Au fil des pages, C. Fleury entrecroise ses propres témoignages personnels d’expériences passées avec des textes de grands auteurs, sociologues (Scheler, Norbert Elias, Axel Honneth), philosophes (Nietzsche, Hegel, Deleuze) et psychanalystes (Freud, Fanon, Wilhelm Reich), pour tenter de mettre au clair les mystères de cette émotion destructrice et paralysante qui nous a tous affectés un jour ou l’autre dans notre vie. Question primordiale en ce sens que le ressentiment individuel, largement partagé dans la société moderne, affecte gravement la vie collective. Et elle soutient que la psychanalyse permet de comprendre les origines de ce ressentiment et peut proposer des outils utiles pour déjouer et dénouer une telle situation.

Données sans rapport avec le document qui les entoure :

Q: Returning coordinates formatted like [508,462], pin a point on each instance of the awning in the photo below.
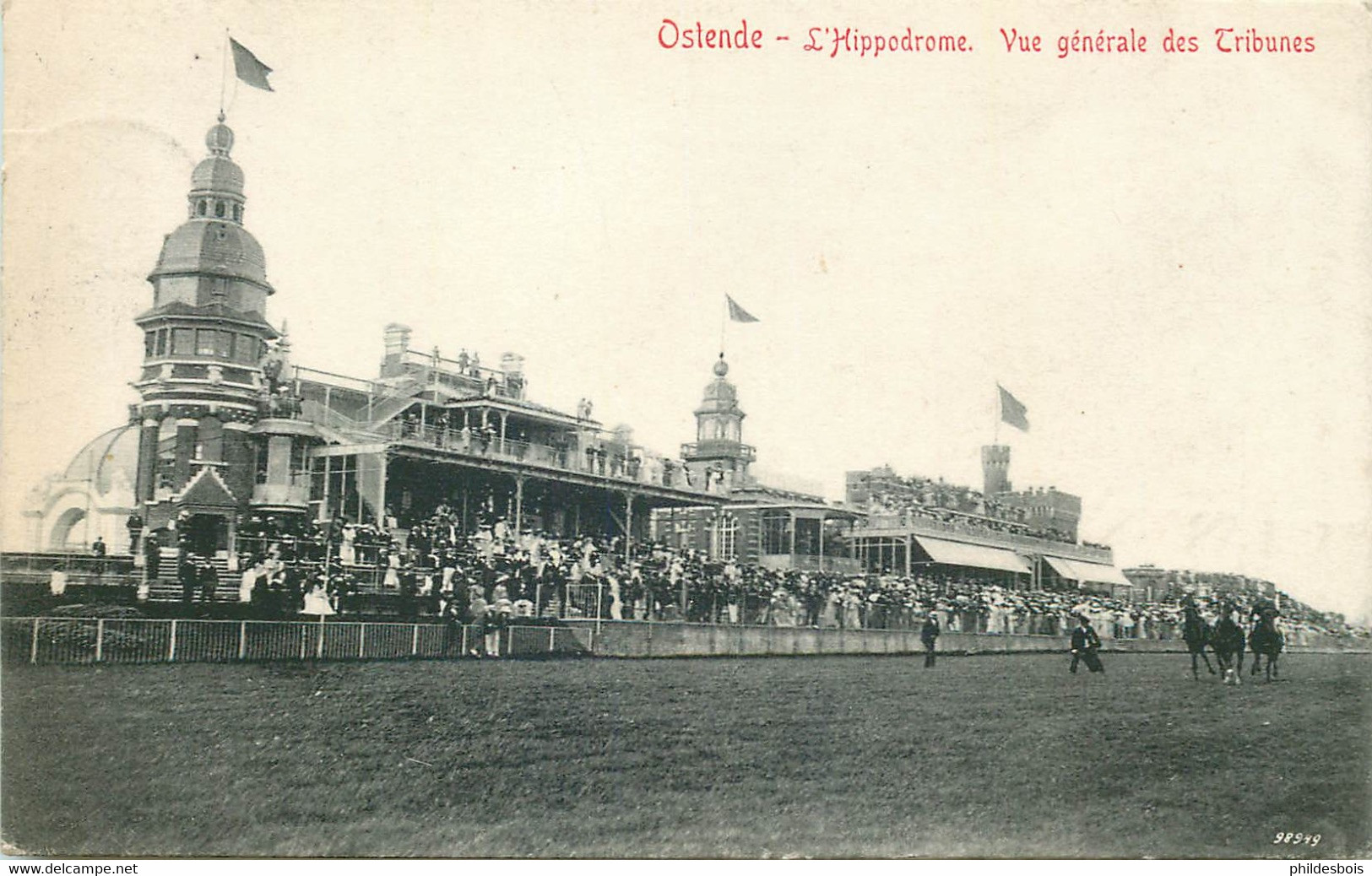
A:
[972,555]
[1093,572]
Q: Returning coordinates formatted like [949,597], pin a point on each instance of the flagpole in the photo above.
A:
[224,73]
[995,410]
[724,322]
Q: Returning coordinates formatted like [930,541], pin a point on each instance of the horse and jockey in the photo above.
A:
[1228,641]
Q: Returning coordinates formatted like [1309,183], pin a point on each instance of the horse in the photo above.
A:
[1266,641]
[1196,632]
[1227,642]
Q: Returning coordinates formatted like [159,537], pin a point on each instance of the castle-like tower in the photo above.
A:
[719,432]
[212,380]
[995,469]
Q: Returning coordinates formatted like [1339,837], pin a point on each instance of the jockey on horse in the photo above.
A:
[1227,642]
[1196,632]
[1266,639]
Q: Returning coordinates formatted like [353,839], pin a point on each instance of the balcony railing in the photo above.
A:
[296,492]
[717,447]
[637,470]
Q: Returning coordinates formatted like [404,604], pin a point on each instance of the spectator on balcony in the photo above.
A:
[929,636]
[135,525]
[58,580]
[153,555]
[248,580]
[209,580]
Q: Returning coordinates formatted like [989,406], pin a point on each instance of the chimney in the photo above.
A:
[397,339]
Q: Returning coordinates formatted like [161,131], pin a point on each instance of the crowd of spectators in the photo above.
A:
[496,576]
[954,505]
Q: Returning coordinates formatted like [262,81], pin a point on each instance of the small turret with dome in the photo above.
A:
[719,430]
[212,258]
[206,340]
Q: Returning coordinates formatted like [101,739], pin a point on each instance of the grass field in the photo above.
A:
[821,757]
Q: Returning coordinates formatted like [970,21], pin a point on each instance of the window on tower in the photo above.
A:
[182,342]
[243,349]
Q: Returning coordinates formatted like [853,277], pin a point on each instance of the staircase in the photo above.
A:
[168,588]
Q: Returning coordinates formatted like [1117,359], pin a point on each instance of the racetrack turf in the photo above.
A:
[999,755]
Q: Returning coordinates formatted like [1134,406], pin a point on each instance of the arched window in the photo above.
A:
[724,538]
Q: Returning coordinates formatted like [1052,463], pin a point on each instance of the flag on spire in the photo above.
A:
[1013,410]
[248,68]
[737,313]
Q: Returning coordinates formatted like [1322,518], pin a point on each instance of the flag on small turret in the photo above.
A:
[248,68]
[1013,410]
[737,313]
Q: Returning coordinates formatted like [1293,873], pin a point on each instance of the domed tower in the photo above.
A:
[206,342]
[719,432]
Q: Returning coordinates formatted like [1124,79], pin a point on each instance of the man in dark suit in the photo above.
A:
[1084,646]
[929,635]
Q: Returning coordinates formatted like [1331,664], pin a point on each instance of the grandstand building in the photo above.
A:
[228,428]
[1022,539]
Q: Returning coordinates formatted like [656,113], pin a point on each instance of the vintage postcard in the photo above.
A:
[686,430]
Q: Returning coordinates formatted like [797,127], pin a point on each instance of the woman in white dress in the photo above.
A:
[248,581]
[317,601]
[616,606]
[347,553]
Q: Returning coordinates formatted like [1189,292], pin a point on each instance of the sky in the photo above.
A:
[1163,257]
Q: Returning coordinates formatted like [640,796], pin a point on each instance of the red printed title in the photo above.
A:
[832,41]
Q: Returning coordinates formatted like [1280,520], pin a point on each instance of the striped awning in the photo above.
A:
[972,555]
[1082,570]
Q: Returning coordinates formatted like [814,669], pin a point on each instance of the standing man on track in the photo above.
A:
[1084,646]
[929,635]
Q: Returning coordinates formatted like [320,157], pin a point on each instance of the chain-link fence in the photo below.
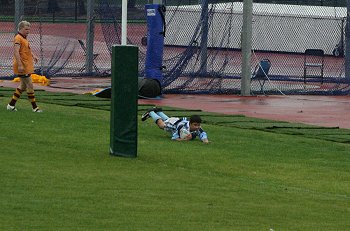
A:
[202,52]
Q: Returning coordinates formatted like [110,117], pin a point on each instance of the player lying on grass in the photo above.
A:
[23,67]
[181,129]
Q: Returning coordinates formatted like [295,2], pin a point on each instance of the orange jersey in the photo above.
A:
[25,54]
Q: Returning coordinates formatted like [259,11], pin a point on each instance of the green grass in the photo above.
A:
[57,174]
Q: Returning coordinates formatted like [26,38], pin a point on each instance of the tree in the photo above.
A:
[53,6]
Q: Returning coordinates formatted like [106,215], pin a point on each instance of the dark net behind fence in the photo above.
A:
[202,52]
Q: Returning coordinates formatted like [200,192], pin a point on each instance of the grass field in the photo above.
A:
[56,173]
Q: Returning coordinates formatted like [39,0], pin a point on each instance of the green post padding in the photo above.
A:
[124,101]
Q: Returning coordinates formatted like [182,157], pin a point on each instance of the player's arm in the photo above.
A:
[17,46]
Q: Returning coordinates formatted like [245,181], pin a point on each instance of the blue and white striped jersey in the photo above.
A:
[174,125]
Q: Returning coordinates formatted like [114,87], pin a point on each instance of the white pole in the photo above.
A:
[124,21]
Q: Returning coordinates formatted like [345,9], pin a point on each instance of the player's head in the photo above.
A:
[195,122]
[24,28]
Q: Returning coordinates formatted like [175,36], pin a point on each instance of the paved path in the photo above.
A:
[329,111]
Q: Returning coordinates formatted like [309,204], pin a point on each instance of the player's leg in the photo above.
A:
[146,115]
[162,115]
[16,95]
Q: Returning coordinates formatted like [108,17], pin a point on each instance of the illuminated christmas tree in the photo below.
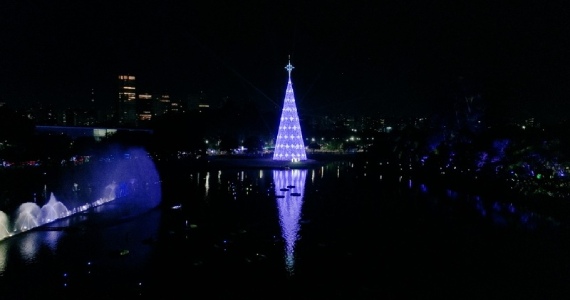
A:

Elle explore le vécu de l’individu et les tréfonds de la rancœur pour saisir les ressorts de cette réaction émotionnelle universelle. Cette réaction affective s’insinue au cœur même de la personne, gagne insidieusement en profondeur et en volume jusqu’à occuper tout l’espace psychique, à abolir tout discernement, à diminuer sa capacité d’action, sa capacité d’être, sa créativité, jusqu’à en faire le prisonnier. Le re-sentiment ressasse sans cesse, le ruminant rumine à l’envi ses interprétations, ses états d’âme débilitants, et s’enferme dans un cercle vicieux d’impuissance et de plainte.
« La rancoeur, c’est le fait d’en vouloir à ; et l’on voit comment ce en vouloir à prend la place de la volonté, comment une énergie mauvaise se substitue à une énergie vitale joyeuse, comment cette falsification de la volonté, ou plutôt cet empêchement de la bonne volonté, cette privation de la volonté pour, comment ce ressentiment prive la volonté d’une bonne direction ». Contamination, indétermination, intoxication, déformation du sens des valeurs… font le lit du conspirationnisme … Instrument de liberté par excellence, la faculté de juger devient alors un instrument de servitude et l’aliénation.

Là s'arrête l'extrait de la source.